Diffraction Pattern Equation: The diffraction minima occur when the path difference between light rays passing through the top and bottom of the slit is an integer number of the wavelength. The path difference depends on the angle at which the light rays enter the slit and is describe by the equation below:

{eq}D\sin\theta=m\lambda {/eq}, where m = 1, 2, 3, .... m = 0 corresponds to the central maximum, not a minimum. This equation can be combined with the geometry of the slit, screen, and diffraction pattern to relate the diffraction pattern to the wavelength of light {eq}\lambda {/eq} and slit width D.

Let's practice using the interference pattern in a single slit experiment to find the wavelength of light in the following two examples. In the first example, we will use the width of the central maximum in the interference pattern. In the second example, we will use the spacing of the minima in the interference pattern.

## Examples of Finding the Wavelength of Light in a Single Slit Experiment Using the Interference Pattern

Example 1

Find the wavelength of light in nanometers incident on a 10-micron slit that produces the interference pattern shown on a screen 50 cm away. Step 1: Determine the width of the slit D, the width of the central maximum of the interference pattern 2x, and the distance from the slit to the screen L.

The slit width and the distance from the slit to the screen are given in the problem. The width of the central maximum of the interference pattern is shown in the figure.

{eq}D=10~\mu \text{m} = 1\times 10^{-5}~\text{m} {/eq}

L = 50 cm = 0.50 m

2x = 6.6 cm; x = 3.3 cm = 0.033 m

Note that each length is given in different units, but in order to do any calculations, we need to convert all lengths to the same units. For simplicity, we convert all lengths to meters before performing any calculations.

Step 2: Calculate the angle {eq}\theta {/eq} using the equation:

{eq}\tan\theta=\frac{x}{L} {/eq}.

Plug in the values from the previous step to solve for {eq}\theta {/eq}.
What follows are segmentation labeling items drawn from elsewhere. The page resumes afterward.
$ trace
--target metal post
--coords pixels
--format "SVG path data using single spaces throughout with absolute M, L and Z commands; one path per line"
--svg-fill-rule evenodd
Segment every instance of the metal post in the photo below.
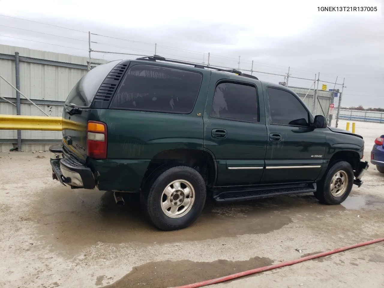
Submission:
M 340 115 L 340 108 L 341 105 L 341 97 L 343 96 L 343 90 L 344 89 L 344 81 L 345 78 L 343 79 L 343 86 L 341 86 L 341 92 L 340 93 L 340 96 L 339 96 L 339 107 L 337 108 L 337 115 L 336 117 L 336 128 L 337 128 L 338 125 L 339 124 L 339 115 Z
M 16 88 L 20 90 L 20 67 L 19 66 L 19 53 L 15 52 L 15 70 L 16 72 Z M 20 113 L 20 93 L 16 90 L 16 114 L 21 115 Z M 17 151 L 22 151 L 22 131 L 17 130 Z
M 33 103 L 33 101 L 32 101 L 29 98 L 28 98 L 28 97 L 27 97 L 24 94 L 23 94 L 20 90 L 19 90 L 17 88 L 16 88 L 10 82 L 9 82 L 9 81 L 8 81 L 8 80 L 7 80 L 7 79 L 6 79 L 3 77 L 2 76 L 1 74 L 0 74 L 0 78 L 1 78 L 2 79 L 3 79 L 3 80 L 4 81 L 5 81 L 5 82 L 6 82 L 8 84 L 9 84 L 10 86 L 11 87 L 12 87 L 12 88 L 13 88 L 14 89 L 15 89 L 15 90 L 16 90 L 16 91 L 18 91 L 19 93 L 20 93 L 20 95 L 21 95 L 22 96 L 23 96 L 24 97 L 24 98 L 25 98 L 27 100 L 28 100 L 28 101 L 29 101 L 30 103 L 31 104 L 32 104 L 35 107 L 38 109 L 40 111 L 41 111 L 41 112 L 43 114 L 45 114 L 47 116 L 49 116 L 49 115 L 48 115 L 48 114 L 47 114 L 42 109 L 41 109 L 41 108 L 40 107 L 39 107 L 37 105 L 36 105 L 36 104 L 35 104 L 35 103 Z
M 338 77 L 339 77 L 338 76 L 336 76 L 336 81 L 335 81 L 335 84 L 334 84 L 334 86 L 333 86 L 333 89 L 332 90 L 332 94 L 331 94 L 331 103 L 329 103 L 329 106 L 330 106 L 330 105 L 331 105 L 331 104 L 333 104 L 333 101 L 334 101 L 334 98 L 333 97 L 334 95 L 334 90 L 335 90 L 335 88 L 336 88 L 336 83 L 337 82 L 337 78 L 338 78 Z M 329 114 L 329 115 L 328 115 L 328 114 Z M 328 117 L 328 126 L 331 126 L 331 124 L 332 124 L 332 118 L 333 118 L 333 108 L 332 109 L 332 114 L 329 114 L 329 108 L 328 107 L 328 111 L 327 112 L 327 116 Z
M 88 31 L 88 46 L 89 48 L 88 52 L 89 55 L 88 57 L 88 71 L 91 70 L 91 31 Z
M 316 83 L 316 76 L 317 76 L 317 74 L 314 74 L 314 82 L 315 83 Z M 315 85 L 316 85 L 316 84 L 315 84 Z M 316 88 L 315 87 L 315 85 L 313 86 L 313 106 L 312 106 L 312 114 L 313 114 L 314 116 L 316 116 L 314 114 L 314 106 L 315 106 L 315 105 L 316 104 Z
{eq}\theta = \arctan{\frac{x}{L}}=\arctan{\frac{0.033~\text{m}}{0.50~\text{m}}}=3.776^\circ {/eq}

Step 3: Use {eq}\theta {/eq} from the previous step to solve the equation

{eq}\sin\theta=\frac{\lambda}{D} {/eq}

for the wavelength {eq}\lambda {/eq}.

Check to make sure your calculator is in degrees if you used degrees in the previous step, or radians if you used radians, before proceeding.
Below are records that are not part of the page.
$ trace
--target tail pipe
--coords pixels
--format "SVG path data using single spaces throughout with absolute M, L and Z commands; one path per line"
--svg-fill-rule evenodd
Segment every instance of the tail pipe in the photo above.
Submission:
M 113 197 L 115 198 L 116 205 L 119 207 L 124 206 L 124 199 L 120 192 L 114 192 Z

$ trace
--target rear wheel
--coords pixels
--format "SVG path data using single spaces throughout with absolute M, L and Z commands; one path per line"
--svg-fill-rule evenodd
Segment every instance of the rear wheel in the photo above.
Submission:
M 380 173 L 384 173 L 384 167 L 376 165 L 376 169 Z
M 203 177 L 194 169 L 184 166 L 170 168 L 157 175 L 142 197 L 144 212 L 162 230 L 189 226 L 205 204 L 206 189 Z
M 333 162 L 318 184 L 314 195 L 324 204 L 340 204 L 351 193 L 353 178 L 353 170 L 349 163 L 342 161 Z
{eq}\lambda = D\sin{\theta} = 1\times10^{-5}~\text{m}\sin{(3.776^\circ)}=6.59\times10^{-7}~\text{m} = 660~\text{nm} {/eq}

There are two significant digits, so we round 659 nm to 660 nm for the final answer.

Step 4: Check that the units match and the wavelength is in the range of visible light.
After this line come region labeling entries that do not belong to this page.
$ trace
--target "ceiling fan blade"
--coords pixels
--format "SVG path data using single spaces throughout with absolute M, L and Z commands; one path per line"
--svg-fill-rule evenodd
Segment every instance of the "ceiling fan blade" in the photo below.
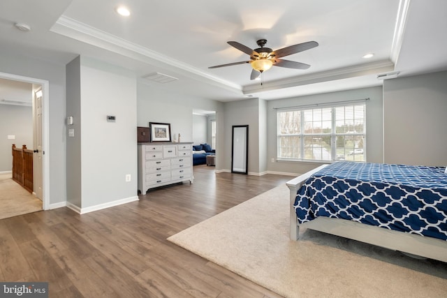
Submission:
M 294 69 L 307 69 L 310 67 L 310 65 L 304 63 L 283 59 L 276 59 L 276 62 L 273 64 L 273 65 L 275 66 Z
M 227 64 L 221 64 L 221 65 L 217 65 L 215 66 L 210 66 L 208 68 L 217 68 L 219 67 L 225 67 L 225 66 L 231 66 L 232 65 L 238 65 L 238 64 L 244 64 L 246 63 L 250 63 L 251 62 L 251 61 L 241 61 L 239 62 L 233 62 L 233 63 L 228 63 Z
M 306 50 L 309 50 L 318 46 L 318 43 L 316 41 L 308 41 L 307 43 L 298 43 L 298 45 L 291 45 L 290 47 L 277 50 L 270 54 L 270 56 L 274 55 L 275 58 L 281 58 L 284 56 L 299 53 L 300 52 L 305 51 Z
M 231 45 L 232 47 L 234 47 L 236 49 L 239 50 L 240 51 L 244 52 L 245 54 L 247 54 L 250 56 L 251 56 L 251 54 L 254 52 L 253 50 L 250 49 L 247 45 L 244 45 L 242 43 L 237 43 L 237 41 L 228 41 L 227 42 L 227 43 Z
M 261 75 L 261 73 L 255 69 L 251 70 L 251 74 L 250 75 L 250 80 L 256 80 Z

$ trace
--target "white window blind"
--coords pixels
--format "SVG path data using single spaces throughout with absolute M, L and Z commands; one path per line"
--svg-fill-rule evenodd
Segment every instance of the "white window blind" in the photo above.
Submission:
M 277 112 L 279 160 L 365 162 L 366 105 Z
The units throughout the calculations were in m, and 1 nm = {eq}1\times10^{-9} {/eq} m, so the final answer of 660 nm makes sense. 660 nm is within the visible range of light (380 nm to 750 nm).

Example 2

What is the wavelength of light in nanometers that will produce an interference pattern with minima to one side of the central maximum spaced 10 cm apart from a single slit of width 8-microns on a screen 1.50 m away from the slit?

Step 1: Determine the width of the slit D, the distance between two neighboring minima not surrounding the central maximum in the interference pattern x, and the distance from the slit to the screen L.

Each of these values is given in the problem. Convert all lengths to meters.

{eq}D=8~\mu \text{m}=8\times10^{-6}~\text{m} {/eq}

x = 10 cm = 0.10 m

L = 1.50 m

Step 2: Calculate the angle {eq}\theta {/eq} using the equation:

{eq}\tan\theta=\frac{x}{L} {/eq}.

Plug in the values from the previous step to solve for {eq}\theta {/eq}.

{eq}\theta=\arctan{\frac{x}{L}}=\arctan{\frac{0.1~\text{m}}{1.50~\text{m}}}=3.814^\circ {/eq}

Step 3: Use {eq}\theta {/eq} from the previous step to solve the equation

{eq}\sin\theta=\frac{\lambda}{D} {/eq}

for the wavelength {eq}\lambda {/eq}.

{eq}\lambda=D\sin\theta=8\times10^{-6}~\text{m}\sin{(3.814^\circ)}=5.30\times10^{-7}~\text{m} = 530~\text{nm} {/eq}

Step 4: Check that the units match and the wavelength is in the range of visible light.

The units throughout the calculations were in m, and 1 nm = {eq}1\times10^{-9} {/eq} m, so the final answer of 530 nm makes sense. 530 nm is within the visible range of light (380 nm to 750 nm).